Immunogenicity and Safety of an Investigational Quadrivalent Meningococcal Conjugate Vaccine in Healthy Adolescents

This is an interventional prevention trial for Meningitis focused on measuring Meningitis, Meningococcal Meningitis, MenACYW Conjugate vaccine, MENVEO vaccine, Adacel®, GARDASIL® Read More

Inclusion Criteria:

• Aged 10 to 17 years on the day of inclusion.
• Informed consent form was signed and dated by the parent(s) or another legally acceptable representative.
• Assent form was signed and dated by the participant.
• Participant and parent legally acceptable representative were able to attend all scheduled visits and comply with all trial procedures.

Exclusion Criteria:

• Participant was pregnant, or lactating, or of childbearing potential (to be considered of non-childbearing potential, a female must be pre-menarche, surgically sterile, or using an effective method of contraception or abstinence from at least 4 weeks prior to the first vaccination and until at least 4 weeks after the last vaccination).
• Participation in the 4 weeks preceding the first trial vaccination(s) or planned participation during the present trial period in another clinical trial investigating a vaccine, drug, medical device, or medical procedure.
• Receipt of any vaccine in the 4 weeks preceding the first trial vaccination(s) or planned receipt of any vaccine in the 4 weeks prior to or following any trial vaccination except for influenza vaccination, which may be received at least 2 weeks before or after any study vaccines. This exception included monovalent influenza vaccines and multivalent influenza vaccines.
• Previous vaccination against meningococcal disease with either the trial vaccine or any mono- or polyvalent polysaccharide or conjugate meningococcal vaccine containing A, C, W, or Y antigens.
• History of vaccination with any tetanus, diphtheria, or pertussis vaccine within the previous 4 years.
• Previous human papilloma virus (HPV) vaccination.
• Receipt of immune globulins, blood or blood-derived products in the past 3 months.
• Known or suspected congenital or acquired immunodeficiency; or receipt of immunosuppressive therapy, such as anti-cancer chemotherapy or radiation therapy, within the preceding 6 months; or long-term systemic corticosteroid therapy (prednisone or equivalent for more than 2 consecutive weeks within the past 3 months).
• History of meningococcal infection, confirmed either clinically, serologically, or microbiologically.
• At high risk for meningococcal infection during the trial (i.e., participants with persistent complement deficiency, with anatomic or functional asplenia, or participants travelling to countries with high endemic or epidemic disease).
• Known systemic hypersensitivity to any of the vaccine components, or history of a life-threatening reaction to the vaccines used in the trial or to a vaccine containing any of the same substances, including encephalopathy (e.g., coma, decreased level of consciousness, prolonged seizures) within 7 days of administration of a previous pertussis antigen-containing vaccine.
• Personal history of Guillain-Barré syndrome.
• Personal history of an Arthus-like reaction after vaccination with a tetanus toxoid-containing vaccine within at least 10 years of the proposed study vaccination.
• Verbal report of thrombocytopenia, contraindicating intramuscular vaccination.
• Bleeding disorder, or receipt of anticoagulants in the 3 weeks preceding inclusion, contraindicating intramuscular vaccination.
• Deprived of freedom by an administrative or court order, or in an emergency setting, or hospitalized involuntarily.
• Current alcohol abuse or drug addiction.
• Chronic illness (e.g., human immunodeficiency virus [HIV] hepatitis B, hepatitis C) that, in the opinion of the investigator, was at a stage where it might interfere with trial conduct or completion.
• Moderate or severe acute illness/infection (according to investigator judgment) on the day of vaccination or febrile illness (temperature >= 100.4 degree fahrenheit [°F]).

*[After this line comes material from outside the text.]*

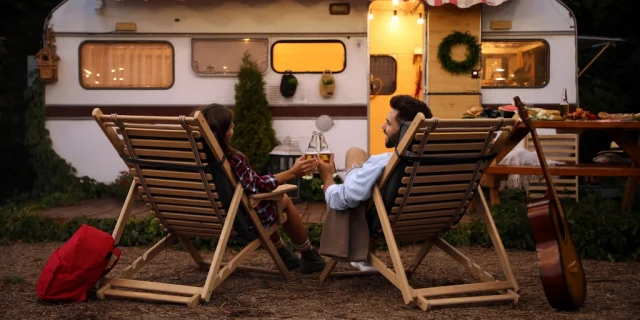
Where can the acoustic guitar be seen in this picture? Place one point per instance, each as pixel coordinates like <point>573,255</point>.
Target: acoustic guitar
<point>561,270</point>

A prospective participant was not included in the study until the condition had resolved or the febrile event had subsided.
• Receipt of oral or injectable antibiotic therapy within 72 hours prior to the first blood draw.
• Identified as an Investigator or employee of the Investigator or study center with direct involvement in the proposed study, or identified as an immediate family member (i.e., natural or adopted child) of the Investigator or employee with direct involvement in the proposed study.